Assistant Threads vs Threadless

Deepdesk provides two different modes for managing conversation context with assistants: thread-based and threadless. Understanding the differences between these approaches is crucial for designing effective assistant workflows and managing conversation state.

System Message Structure

Both threadless and thread-based processing use the same prompt construction approach detailed in How Deepdesk Constructs Assistant Prompts. This includes the hard-coded system instructions and user-defined instructions, along with the structured blocks for metadata, parameters, memory, and transcript. This consistent structure applies to both conversation management modes, ensuring uniform formatting and behavior.

Thread-Based Conversation Management

Thread-based conversation management creates and maintains a persistent conversation thread for each unique customer interaction. Each time an assistant is called within the same conversation, it has access to the complete history of the interaction.

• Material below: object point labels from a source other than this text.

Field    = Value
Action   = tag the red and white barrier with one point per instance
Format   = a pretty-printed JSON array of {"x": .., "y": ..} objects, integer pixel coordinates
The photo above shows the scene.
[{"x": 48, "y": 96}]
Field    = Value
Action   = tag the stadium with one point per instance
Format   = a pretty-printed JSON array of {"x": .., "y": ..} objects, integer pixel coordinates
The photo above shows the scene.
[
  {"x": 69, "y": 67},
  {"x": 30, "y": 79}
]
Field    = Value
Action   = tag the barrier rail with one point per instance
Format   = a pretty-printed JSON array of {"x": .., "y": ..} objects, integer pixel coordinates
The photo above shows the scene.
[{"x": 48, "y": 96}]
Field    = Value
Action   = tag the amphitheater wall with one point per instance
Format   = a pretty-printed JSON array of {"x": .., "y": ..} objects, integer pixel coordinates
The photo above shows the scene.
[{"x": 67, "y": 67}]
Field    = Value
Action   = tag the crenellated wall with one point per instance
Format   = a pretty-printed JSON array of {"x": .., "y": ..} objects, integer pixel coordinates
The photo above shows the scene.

How Thread-Based Management Works

A thread is created when a customer interaction begins
Each assistant call, user message, and tool response is appended to the thread
The entire context (including metadata, parameters, and previous tool calls) is available to the assistant
The assistant can reference previous questions, answers, and tool results
State is naturally maintained between calls to the assistant

Thread Structure

A thread contains the following elements:

System message: Contains the hard-coded system instructions for interpreting metadata and parameters, along with the user-defined instructions.
User messages: Customer and agent messages with conversation metadata, memory, and parameters
Assistant messages: Responses from the assistant, including tool calls
Tool messages: Results returned from tool calls

Here's a simplified view of how a thread develops:

[System Message] → Initial instructions and format
↓
[User Message 1] → First input with metadata, memory, and parameters
↓
[Assistant Message 1] → Assistant response, in this case tool call
↓
[Tool Message 1] → Tool response
↓
[Assistant Response 1] → First response to user
↓
[User Message 2] → Updated input with new messages, memory, and parameters
↓
[Assistant Message 2] → Follow-up response with context
↓
... continues ...

Sequential Evaluation Process

When an assistant is configured to run for every conversation update, the system ensures orderly processing:

Wait for completion: The assistant waits for any previous evaluations to complete before starting a new one
Sequential processing: Evaluations are not run in parallel - each one waits for the previous to finish
Cumulative updates: When a new evaluation starts, the user message includes all newly added customer and agent messages since the last evaluation
Complete context: Along with the new messages, the updated metadata, memory, and parameters are also included

This sequential approach ensures that:

Each evaluation has access to the complete, up-to-date conversation state
Tool calls and responses don't conflict with each other
The assistant can build coherently on previous interactions
Context remains consistent throughout the conversation lifecycle

Benefits of Thread-Based Approach

Continuous context: The assistant remembers the entire conversation history
Tool result persistence: Results from previous tool calls remain available
Efficient state management: No need to manually track conversation state
Natural conversation flow: Assistants can easily reference previous exchanges
Sequential processing: Orderly evaluation prevents conflicts and maintains consistency

When to Use Thread-Based Assistants

Use the thread-based approach when:

Assistants need to reference previous questions or answers
You want to build on previous tool call results
Context needs to be maintained across the entire customer journey
You need fine-grained control over conversation state

Threadless Processing

Threadless processing takes a different approach, where each call to an assistant is treated as an independent interaction with all context provided in a single call.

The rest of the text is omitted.